Au début du Voyage au Congo, quand il est encore disponible
à toute impression, il écrit : « Lyrisme des pagayeurs au
dangereux franchissement de la barre. Les couplets et les refrains
de leur chant rythmé se chevauchent. A chaque enfoncement dans le
flot, la tige de la pagaie prend appui sur la cuisse nue. Beauté sauvage
semi-triste ; allégresse musculaire ; enthousiasme farouche. »
Mais ces touches pittoresques se font de plus en plus rares, au fur
et à mesure que le voyage se poursuit, s'enfonce à l'intérieur du
« continent noir ». Les premières surprises s'éteignent ;
mille sollicitations nouvelles naissent à tous les pas. Ce pays mystérieux,
Gide se refuse à le contempler comme n'importe quel phénomène plastique :
il veut d'abord tenter de le comprendre. Lui, qui en chaque être a
toujours cherché ce qu'il y avait de plus particulier, de plus « irremplaçable »,
s'affirme plus clairvoyant qu'un autre, lorsqu'il faut au contraire
découvrir sous la diversité des apparences les éléments les plus universels
de l’âme : peut-être parce que, mieux qu'un autre, il sait qu'aucun
caractère, si unique soit-il, n'est susceptible d'effacer le fonds
commun de l'humanité, toujours identique sous tous les climats et
dans tous les individus. Plusieurs très beaux films, depuis
quelques temps, nous ont livré l'Afrique : c'est ainsi que le
Voyage au Congo de Gide possède, à coté de sa transcription
littéraire, une transcription cinématographique, dont les images révèlent
un pareil effort de compréhension fraternelle : jusqu’alors l'écran
nous donnait surtout l'habitude des ventres volumineux, des seins
pendant jusqu'à terre, des anneaux dans le nez et les oreilles, des
plateaux circulaires enchâssés dans d'invraisemblables lèvres, des
expressions bestiales ou totalement inexplicables pour nos esprits
d'Européens. Cela existe sans doute, mais il n'existe pas que cela !

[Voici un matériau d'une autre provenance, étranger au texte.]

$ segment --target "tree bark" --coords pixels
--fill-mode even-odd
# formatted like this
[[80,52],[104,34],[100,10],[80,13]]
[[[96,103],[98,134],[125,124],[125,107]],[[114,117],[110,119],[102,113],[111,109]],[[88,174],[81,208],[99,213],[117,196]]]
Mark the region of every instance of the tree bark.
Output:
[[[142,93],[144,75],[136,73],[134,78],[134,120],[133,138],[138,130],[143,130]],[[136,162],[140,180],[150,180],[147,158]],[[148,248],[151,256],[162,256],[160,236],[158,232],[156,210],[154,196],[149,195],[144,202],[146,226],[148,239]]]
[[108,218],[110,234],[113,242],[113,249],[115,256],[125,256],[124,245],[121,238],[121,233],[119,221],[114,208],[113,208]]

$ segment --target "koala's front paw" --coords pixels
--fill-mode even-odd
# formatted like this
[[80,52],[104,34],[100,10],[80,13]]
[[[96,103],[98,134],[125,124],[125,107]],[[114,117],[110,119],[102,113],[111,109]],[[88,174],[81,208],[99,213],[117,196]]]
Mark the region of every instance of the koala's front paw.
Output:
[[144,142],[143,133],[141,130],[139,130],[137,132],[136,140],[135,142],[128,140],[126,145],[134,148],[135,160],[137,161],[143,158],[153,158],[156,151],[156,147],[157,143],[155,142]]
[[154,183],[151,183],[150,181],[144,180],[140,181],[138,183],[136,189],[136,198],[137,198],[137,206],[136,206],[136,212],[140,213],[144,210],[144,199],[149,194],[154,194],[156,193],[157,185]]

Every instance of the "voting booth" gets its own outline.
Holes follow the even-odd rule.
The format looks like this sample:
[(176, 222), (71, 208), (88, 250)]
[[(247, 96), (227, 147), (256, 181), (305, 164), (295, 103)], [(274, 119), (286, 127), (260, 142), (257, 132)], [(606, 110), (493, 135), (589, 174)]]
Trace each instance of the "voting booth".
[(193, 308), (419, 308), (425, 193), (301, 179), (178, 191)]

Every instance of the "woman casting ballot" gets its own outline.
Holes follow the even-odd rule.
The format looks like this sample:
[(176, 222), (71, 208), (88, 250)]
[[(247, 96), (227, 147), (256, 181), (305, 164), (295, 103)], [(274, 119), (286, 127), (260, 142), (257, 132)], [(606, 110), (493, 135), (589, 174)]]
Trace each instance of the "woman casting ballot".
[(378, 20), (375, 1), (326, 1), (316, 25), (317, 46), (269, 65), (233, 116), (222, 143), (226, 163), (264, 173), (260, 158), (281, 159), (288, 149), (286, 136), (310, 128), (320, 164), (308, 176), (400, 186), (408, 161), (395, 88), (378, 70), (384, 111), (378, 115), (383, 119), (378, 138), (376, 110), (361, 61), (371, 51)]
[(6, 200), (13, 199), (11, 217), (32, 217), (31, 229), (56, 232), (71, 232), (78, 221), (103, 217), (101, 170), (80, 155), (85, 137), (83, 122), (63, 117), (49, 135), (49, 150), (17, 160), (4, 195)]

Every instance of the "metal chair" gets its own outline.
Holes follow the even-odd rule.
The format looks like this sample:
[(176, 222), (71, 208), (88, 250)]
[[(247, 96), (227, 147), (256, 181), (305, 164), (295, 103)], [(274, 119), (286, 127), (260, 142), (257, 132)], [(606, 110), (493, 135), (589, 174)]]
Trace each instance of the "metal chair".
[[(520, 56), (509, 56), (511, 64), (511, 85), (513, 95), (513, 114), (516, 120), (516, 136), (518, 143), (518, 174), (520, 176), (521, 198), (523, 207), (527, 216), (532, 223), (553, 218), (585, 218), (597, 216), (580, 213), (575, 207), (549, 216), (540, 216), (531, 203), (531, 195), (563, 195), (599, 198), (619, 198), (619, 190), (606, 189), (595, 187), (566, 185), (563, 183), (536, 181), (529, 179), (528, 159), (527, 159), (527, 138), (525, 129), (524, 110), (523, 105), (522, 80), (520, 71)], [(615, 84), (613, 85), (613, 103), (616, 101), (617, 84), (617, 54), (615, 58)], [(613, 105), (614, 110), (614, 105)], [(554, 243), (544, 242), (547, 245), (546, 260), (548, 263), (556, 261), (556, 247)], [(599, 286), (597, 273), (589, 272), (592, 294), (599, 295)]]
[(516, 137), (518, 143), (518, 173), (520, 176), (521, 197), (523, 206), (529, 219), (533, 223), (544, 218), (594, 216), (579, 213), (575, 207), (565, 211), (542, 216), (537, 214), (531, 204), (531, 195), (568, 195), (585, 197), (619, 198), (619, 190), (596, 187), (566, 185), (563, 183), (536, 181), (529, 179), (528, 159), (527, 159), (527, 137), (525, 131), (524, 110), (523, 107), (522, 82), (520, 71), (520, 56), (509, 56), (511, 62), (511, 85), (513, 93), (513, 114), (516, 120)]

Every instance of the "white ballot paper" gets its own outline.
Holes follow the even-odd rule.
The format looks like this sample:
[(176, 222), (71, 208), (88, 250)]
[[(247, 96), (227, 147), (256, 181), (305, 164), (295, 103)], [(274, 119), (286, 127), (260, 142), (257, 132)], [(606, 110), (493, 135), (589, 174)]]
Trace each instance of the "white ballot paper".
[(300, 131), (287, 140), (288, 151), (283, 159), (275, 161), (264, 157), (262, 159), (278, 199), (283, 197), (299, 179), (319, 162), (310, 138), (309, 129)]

Les nègres que Gide et son compagnon ont captés sur leurs pellicules,
n’ont pas été artificiellement disposés pour émouvoir notre goût du
fantastique et de la couleur locale. Ce sont, ma foi !
des gens comme nous — la
couleur et le vêtement mis à part. Leurs sourires, leurs regards,
les moindres plissements de leurs physionomies simples et ouvertes,
tout cela c'est en somme un langage de partout, langage mimé, instinctif,
sorte d'espéranto qui n'a pas besoin de s'apprendre. Ce que le récit
imprimé ne peut qu'affirmer, le récit filmé le confirme. Mais le livre
va plus loin que l'écran ; Gide n'est jamais un spectateur détaché.

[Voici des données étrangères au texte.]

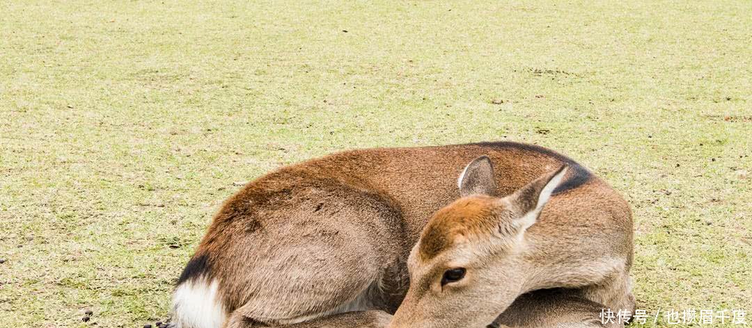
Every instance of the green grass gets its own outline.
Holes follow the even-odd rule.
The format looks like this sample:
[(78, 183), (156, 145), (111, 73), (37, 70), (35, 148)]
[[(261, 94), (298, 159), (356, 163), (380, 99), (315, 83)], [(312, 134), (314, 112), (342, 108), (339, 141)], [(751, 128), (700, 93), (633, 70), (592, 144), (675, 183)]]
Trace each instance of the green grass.
[(0, 2), (0, 326), (165, 318), (233, 182), (499, 140), (623, 193), (640, 308), (752, 324), (752, 2)]

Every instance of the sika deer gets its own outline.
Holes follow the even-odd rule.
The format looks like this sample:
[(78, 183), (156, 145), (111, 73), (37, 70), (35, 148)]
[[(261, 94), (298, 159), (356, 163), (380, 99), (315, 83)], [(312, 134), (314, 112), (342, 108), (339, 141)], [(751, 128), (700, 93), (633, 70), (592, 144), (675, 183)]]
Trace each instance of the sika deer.
[[(534, 197), (544, 194), (553, 195), (545, 208)], [(344, 152), (280, 168), (226, 200), (178, 279), (173, 319), (183, 328), (383, 326), (386, 313), (335, 314), (402, 303), (393, 326), (484, 327), (518, 295), (556, 287), (632, 310), (632, 240), (623, 198), (542, 147)], [(449, 281), (457, 268), (465, 278)]]

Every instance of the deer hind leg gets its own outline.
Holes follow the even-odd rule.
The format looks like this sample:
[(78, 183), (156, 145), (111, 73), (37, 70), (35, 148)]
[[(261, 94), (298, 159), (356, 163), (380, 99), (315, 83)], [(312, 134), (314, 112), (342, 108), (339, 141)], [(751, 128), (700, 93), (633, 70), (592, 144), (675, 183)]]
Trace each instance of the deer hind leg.
[(266, 326), (253, 323), (242, 315), (230, 317), (227, 328), (278, 326), (284, 328), (386, 328), (392, 315), (379, 310), (356, 311), (320, 317), (299, 323), (283, 326)]
[[(626, 320), (635, 314), (636, 302), (632, 294), (632, 279), (629, 272), (614, 272), (603, 281), (580, 289), (580, 294), (587, 299), (605, 305), (614, 315), (621, 311)], [(618, 317), (617, 317), (618, 319)]]

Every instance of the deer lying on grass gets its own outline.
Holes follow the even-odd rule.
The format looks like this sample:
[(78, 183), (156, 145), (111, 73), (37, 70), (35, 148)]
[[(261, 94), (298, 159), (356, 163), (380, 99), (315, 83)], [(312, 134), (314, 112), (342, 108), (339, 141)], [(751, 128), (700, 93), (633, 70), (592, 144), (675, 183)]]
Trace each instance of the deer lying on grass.
[(388, 314), (367, 311), (378, 310), (396, 311), (394, 328), (485, 327), (518, 296), (553, 287), (632, 311), (632, 227), (608, 184), (542, 147), (340, 152), (225, 202), (178, 279), (173, 320), (383, 326)]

Tout en lui s'organise en vue de la vie pratique. Ses sensations,
ses idées et ses actes se commandent et sont indissolubles. L'âge
n’a atténué chez lui aucune ferveur : nous retrouvons dans le
Voyage au Congo cette soif et cette volonté de justice, manifestée
déjà par les Souvenirs de la Cour d’Assises, et dont les critiques
ne tiennent pas toujours un compte suffisant. Comme il convient d'admirer
tant de conscience, de scrupules et de lucidité ! Déjà les partis
de droite et de gauche ont pris position autour de ce livre, mais
quel aveuglement il faut de part et d'autre pour considérer cette
simple relation de voyage comme une arme politique !
Gide nous permet de l'accompagner
presque au jour le jour ; nous connaissons ses lectures, ses
réflexions, ses remarques zoologiques, ses instants de lassitude.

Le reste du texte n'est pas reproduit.